The NIL debate began in 2019 after California passed the “Fair Pay to Play” act, allowing college athletes to earn sponsorships and endorsements without facing punishment from universities. The act is set to go into effect July 1 2023. 

Fast forward to 2021 and now within one week, seven states will have legislation in place that allows players to benefit from their NIL. 

The impact of this is monumental and will change the landscape of collegiate athletics forever.  

No longer can a university prohibit student-athletes from earning compensation from the use of their NIL, a shift of power from the hands of the NCAA to the young adults who bring in millions of dollars to these schools year by year  

While Beshear’s order does give power to the players with NIL, there are still some exceptions and rules that must be followed. Possibly the biggest of all exceptions is that compensation in exchange for a contract of endorsement or promotion cannot conflict with the university’s endorsements. Meaning that since UK is a Nike school, no UK athlete could sign an endorsement contract with Adidas.  

Universities are not allowed to arrange compensation for athletes; however, they will be allowed to create limitations for when athletes are allowed to participate in sponsorships, and nothing that could be viewed as detrimental to the university will be allowed.  
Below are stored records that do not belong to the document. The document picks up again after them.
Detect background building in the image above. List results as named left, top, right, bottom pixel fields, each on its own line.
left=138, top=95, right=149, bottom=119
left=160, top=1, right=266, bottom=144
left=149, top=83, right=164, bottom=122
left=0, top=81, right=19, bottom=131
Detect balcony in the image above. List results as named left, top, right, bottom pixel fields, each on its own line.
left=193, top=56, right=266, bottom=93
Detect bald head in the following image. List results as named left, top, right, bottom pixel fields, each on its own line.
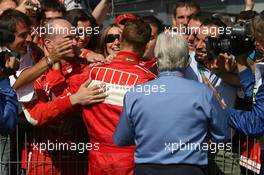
left=40, top=19, right=74, bottom=40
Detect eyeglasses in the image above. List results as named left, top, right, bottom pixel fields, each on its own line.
left=105, top=34, right=120, bottom=43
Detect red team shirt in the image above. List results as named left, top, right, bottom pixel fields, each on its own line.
left=71, top=51, right=156, bottom=175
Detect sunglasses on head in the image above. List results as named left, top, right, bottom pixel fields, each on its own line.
left=105, top=34, right=120, bottom=43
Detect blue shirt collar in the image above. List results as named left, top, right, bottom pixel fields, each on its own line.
left=159, top=70, right=183, bottom=77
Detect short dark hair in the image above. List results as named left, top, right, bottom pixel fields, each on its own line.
left=191, top=11, right=212, bottom=23
left=202, top=16, right=226, bottom=28
left=98, top=23, right=121, bottom=57
left=173, top=0, right=200, bottom=17
left=122, top=19, right=151, bottom=49
left=0, top=0, right=18, bottom=5
left=65, top=9, right=96, bottom=27
left=142, top=15, right=164, bottom=34
left=0, top=9, right=31, bottom=33
left=41, top=0, right=66, bottom=19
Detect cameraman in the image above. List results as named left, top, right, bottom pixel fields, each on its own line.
left=0, top=47, right=18, bottom=175
left=226, top=11, right=264, bottom=137
left=225, top=11, right=264, bottom=175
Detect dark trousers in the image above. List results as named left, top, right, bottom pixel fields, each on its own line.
left=135, top=164, right=206, bottom=175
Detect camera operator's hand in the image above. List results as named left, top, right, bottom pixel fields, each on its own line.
left=195, top=48, right=208, bottom=63
left=86, top=52, right=105, bottom=63
left=45, top=38, right=74, bottom=62
left=70, top=80, right=108, bottom=105
left=206, top=53, right=236, bottom=74
left=16, top=0, right=40, bottom=16
left=244, top=0, right=255, bottom=11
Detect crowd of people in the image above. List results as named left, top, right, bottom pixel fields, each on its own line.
left=0, top=0, right=264, bottom=175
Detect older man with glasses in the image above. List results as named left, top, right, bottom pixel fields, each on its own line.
left=113, top=33, right=229, bottom=175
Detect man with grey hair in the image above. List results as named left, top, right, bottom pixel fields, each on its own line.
left=113, top=32, right=229, bottom=175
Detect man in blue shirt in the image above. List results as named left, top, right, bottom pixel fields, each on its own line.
left=113, top=32, right=230, bottom=175
left=0, top=47, right=18, bottom=175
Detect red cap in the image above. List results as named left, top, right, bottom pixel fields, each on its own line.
left=115, top=13, right=138, bottom=24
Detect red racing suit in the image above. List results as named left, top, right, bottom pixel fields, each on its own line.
left=72, top=51, right=155, bottom=175
left=22, top=60, right=89, bottom=175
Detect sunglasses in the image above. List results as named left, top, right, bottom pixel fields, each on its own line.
left=105, top=34, right=120, bottom=43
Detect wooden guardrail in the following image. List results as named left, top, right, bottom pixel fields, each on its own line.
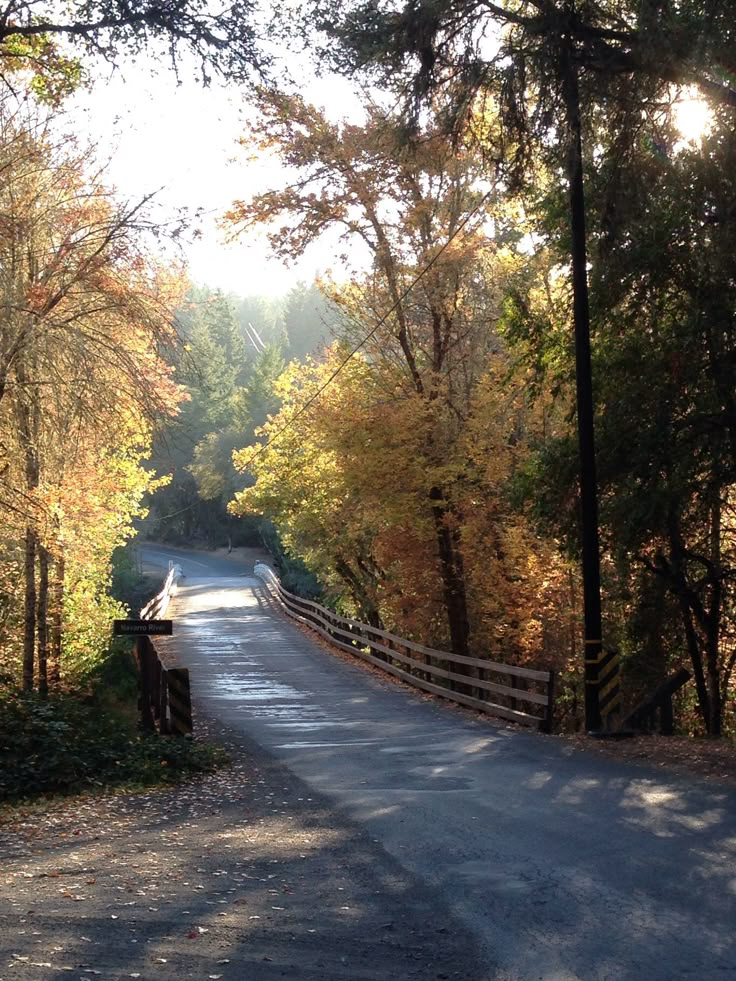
left=134, top=565, right=193, bottom=736
left=255, top=562, right=555, bottom=732
left=140, top=565, right=182, bottom=620
left=621, top=668, right=692, bottom=736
The University of Kentucky is partnered with Opendorse, a social media and branding company whose goal is to help athletes with their branding and NIL. UK also released its “Kentucky Road” program, which like Opendorse, is committed to assisting athletes in this new era of NIL. 

Barnhart held a teleconference on Friday to address the executive order and what it means for UK athletics moving forward. Barnhart is aware that this is just the beginning and is an “early stage of a marathon” as NIL legislation could be changing weekly.  

“We’re still awaiting NCAA governance next week. They will probably come through with some new language as to what this is,” Barnhart said.  

As July 1 rapidly approaches, one long chapter finally ends while a new one begins. More information will become available on NIL rights in the coming weeks as the NCAA, universities and student-athletes begin to adjust to this major change.